George Osborne, the Chancellor of the Exchequer, has unveiled a raft of measures aimed at helping voluntary sector organisations in what he claimed were the "most radical and most generous reforms to charitable giving for more than 20 years".
In today’s Budget, Osborne announced reforms that included enabling charities to claim Gift Aid on donations totalling up to £5,000 per charity without any paperwork, implementing an online claim system for the tax relief by 2013 and a 10 per cent tax break on inheritance tax for people whose wills include a 10 per cent legacy to charity.
He said 100,000 charities would benefit from the removal of Gift Aid paperwork "to the tune of £240m".
Osborne said he would retain community investment tax relief, which allows investors in community development finance institutions to reclaim up to 25 per cent of their investment in tax relief over five years. This was recently recommended for removal by the Office of Tax Simplification.
The Chancellor said he and Jeremy Hunt, the culture secretary, had been working on "a series of substantial reforms that will support giving, from the largest donations to the coins collected in the charity bucket".
Osborne said he wanted to make "giving 10 per cent of your legacy to charity the new norm in our country".
From April 2012, anyone who leaves 10 per cent or more of their estate to charity will have their inheritance tax bill cut by 10 per cent, Osborne said. "Let’s be clear, no beneficiaries will be better off," he said. "Just the charities. To the tune of £300m."
He said the government would increase the Gift Aid benefit limit, which sets the value of items or services that a charity may give to a donor in return for a donation, from £500 to £2,500, as part of measures to "encourage wealthy people in our society to give even more".
The approved mileage allowance payment rate would, for the first time, be extended to include volunteers travelling as passengers in cars.
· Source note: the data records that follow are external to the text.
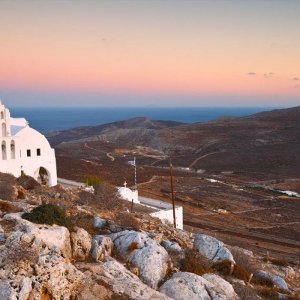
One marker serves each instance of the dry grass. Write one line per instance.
(225, 268)
(245, 292)
(276, 261)
(245, 261)
(84, 221)
(196, 263)
(128, 220)
(22, 254)
(8, 207)
(268, 292)
(27, 182)
(263, 281)
(133, 246)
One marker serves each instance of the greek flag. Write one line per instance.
(132, 162)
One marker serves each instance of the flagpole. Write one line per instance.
(135, 181)
(172, 191)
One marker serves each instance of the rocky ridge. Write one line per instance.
(108, 253)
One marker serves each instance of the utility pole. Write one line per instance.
(172, 192)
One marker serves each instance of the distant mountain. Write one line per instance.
(266, 144)
(91, 132)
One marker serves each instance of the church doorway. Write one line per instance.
(42, 176)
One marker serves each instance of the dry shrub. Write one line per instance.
(21, 194)
(8, 225)
(22, 254)
(268, 292)
(27, 182)
(7, 187)
(133, 246)
(245, 261)
(86, 198)
(196, 263)
(84, 221)
(276, 261)
(48, 214)
(128, 220)
(245, 292)
(8, 207)
(225, 268)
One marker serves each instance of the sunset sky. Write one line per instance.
(161, 53)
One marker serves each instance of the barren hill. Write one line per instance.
(265, 144)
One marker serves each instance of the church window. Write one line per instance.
(3, 150)
(12, 150)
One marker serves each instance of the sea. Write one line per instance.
(47, 119)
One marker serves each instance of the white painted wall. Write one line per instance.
(128, 194)
(24, 139)
(167, 215)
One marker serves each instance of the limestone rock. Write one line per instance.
(184, 285)
(144, 253)
(81, 244)
(221, 289)
(101, 247)
(122, 282)
(276, 280)
(212, 248)
(26, 288)
(99, 223)
(6, 291)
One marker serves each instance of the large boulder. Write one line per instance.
(220, 287)
(101, 247)
(212, 248)
(99, 223)
(142, 252)
(31, 267)
(56, 238)
(277, 281)
(184, 285)
(81, 244)
(122, 282)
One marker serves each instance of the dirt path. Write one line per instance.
(203, 156)
(110, 156)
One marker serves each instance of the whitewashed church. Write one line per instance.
(24, 150)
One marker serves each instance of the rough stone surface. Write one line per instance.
(101, 247)
(54, 237)
(222, 288)
(276, 280)
(32, 260)
(142, 252)
(212, 248)
(6, 291)
(184, 285)
(99, 223)
(122, 282)
(26, 288)
(81, 244)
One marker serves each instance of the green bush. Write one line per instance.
(48, 214)
(92, 180)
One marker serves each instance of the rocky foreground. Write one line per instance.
(106, 252)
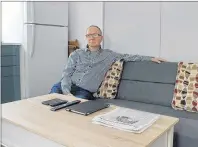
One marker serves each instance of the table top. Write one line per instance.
(74, 130)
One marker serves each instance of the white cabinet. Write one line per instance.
(132, 27)
(179, 31)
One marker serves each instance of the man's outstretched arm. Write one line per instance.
(66, 81)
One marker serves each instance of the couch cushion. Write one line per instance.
(150, 72)
(147, 92)
(148, 82)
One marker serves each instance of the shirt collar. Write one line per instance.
(87, 49)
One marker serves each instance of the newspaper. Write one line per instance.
(127, 119)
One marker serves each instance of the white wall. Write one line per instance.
(81, 16)
(12, 22)
(177, 23)
(0, 63)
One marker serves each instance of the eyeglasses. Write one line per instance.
(92, 35)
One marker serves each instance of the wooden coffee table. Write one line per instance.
(28, 123)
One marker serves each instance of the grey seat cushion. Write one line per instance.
(150, 72)
(146, 92)
(148, 82)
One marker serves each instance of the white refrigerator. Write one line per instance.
(44, 49)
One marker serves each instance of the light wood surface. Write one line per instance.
(73, 130)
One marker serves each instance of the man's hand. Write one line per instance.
(158, 60)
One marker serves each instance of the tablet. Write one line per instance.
(88, 107)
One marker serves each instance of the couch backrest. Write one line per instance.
(148, 82)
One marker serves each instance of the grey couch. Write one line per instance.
(149, 86)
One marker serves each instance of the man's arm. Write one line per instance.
(68, 72)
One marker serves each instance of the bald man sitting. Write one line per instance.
(87, 67)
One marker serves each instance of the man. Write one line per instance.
(87, 67)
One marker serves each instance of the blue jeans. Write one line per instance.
(81, 93)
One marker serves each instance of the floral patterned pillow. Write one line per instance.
(109, 87)
(186, 88)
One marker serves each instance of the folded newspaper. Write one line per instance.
(127, 119)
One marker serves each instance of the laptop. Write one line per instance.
(88, 107)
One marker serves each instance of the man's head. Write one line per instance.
(94, 37)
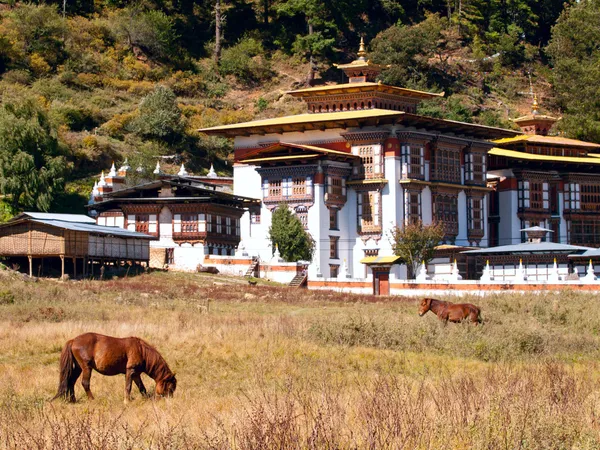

This tax relief allows people to claim a fixed amount per passenger per business mile.
The government will also consult this year on proposals to offer tax breaks on gifts of pre-eminent works of art or historical objects to the nation, said Osborne, a move that would benefit museums.
The government would continue to consult on the possibility of a VAT exemption for charities that share services, said Osborne, and would introduce new substantial donor rules from April 2011.
Papers released by the Treasury also say that the government will investigate how it could increase the take up of payroll giving.
Caron Bradshaw, chief executive of the Charity Finance Directors’ Group, said the sector had been given an unusually high profile in the Budget.
"Normally, you have to crawl through the background paperwork to find reference to the sector, but in this Budget the prominent role the sector plays has been recognised," she said.
"We need to make sure we don’t get carried away, though, because there’s more work to be done."
Ralph Michell, head of policy at the chief executives body Acevo, said: "If you look at this package of measures in the round you can only say it is a good one and one that we welcome whole-heartedly."